Ozu’s own Tokyo Twilight (1957) screens on Saturday, and as Michael Koresky wrote in 2007, it “retains an enormous dramatic power . . . With its shadowy downtown setting, populated by smoky mahjong parlors and Ginza bars, Tokyo Twilight feels like an entirely new milieu for the filmmaker. And its evocative, almost sinister, landscape is matched with an intense narrative that has the grip and eventual catharsis of classical tragedy.” Also screening on Saturday will be Kohei Oguri’s first feature, the Oscar-nominated Muddy River (1981), the story of the friendship between two young boys from working-class families in 1956 Osaka.

Family Portrait will present three films by Ryota Nakano, who will be on hand to discuss his work. Her Love Boils Bathwater (2016) stars Rie Miyazawa as a single mother who sets out to reunite her family after she’s diagnosed with a terminal illness. When the film won dozens of awards and was selected to represent Japan in the race for what was then the Oscar for Best Foreign Language Film, Gavin J. Blair noted in a 2017 profile for the Hollywood Reporter that Nakano had become “one of the most in-demand new directors in Japan.” Two sisters return home to care for their ailing father in A Long Goodbye (2019), and The Asadas (2020), starring J-pop idol Kazunari Ninomiya, is based on the true story of photographer Masashi Asada, who has drawn international acclaim for his eccentrically staged family portraits.

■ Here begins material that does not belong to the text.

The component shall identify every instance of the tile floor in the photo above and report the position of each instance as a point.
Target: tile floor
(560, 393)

Three features will screen for the first time in the U.S. Cinema Daily’s Chiara Spagnoli Gabardi finds Keiko Tsuruoka’s Tsugaru Lacquer Girl, in which a young woman emerges as a family’s only hope for carrying on its deeply traditional lacquerware business, “hypnotizing.” Hoyaman, the debut feature from Teruaki Shoji, features rapper and guitarist Afro, who “delivers a mix of fantastic comedic timing and heartbreaking dramatic skill,” writes David Cirone at J-Generation. And Rinko Kikuchi (Kumiko, the Treasure Hunter and Tokyo Vice) stars in Kazuyoshi Kumakiri’s Yoko, which won awards for Best Film, Best Actress, and Best Screenplay at last year’s Shanghai International Film Festival.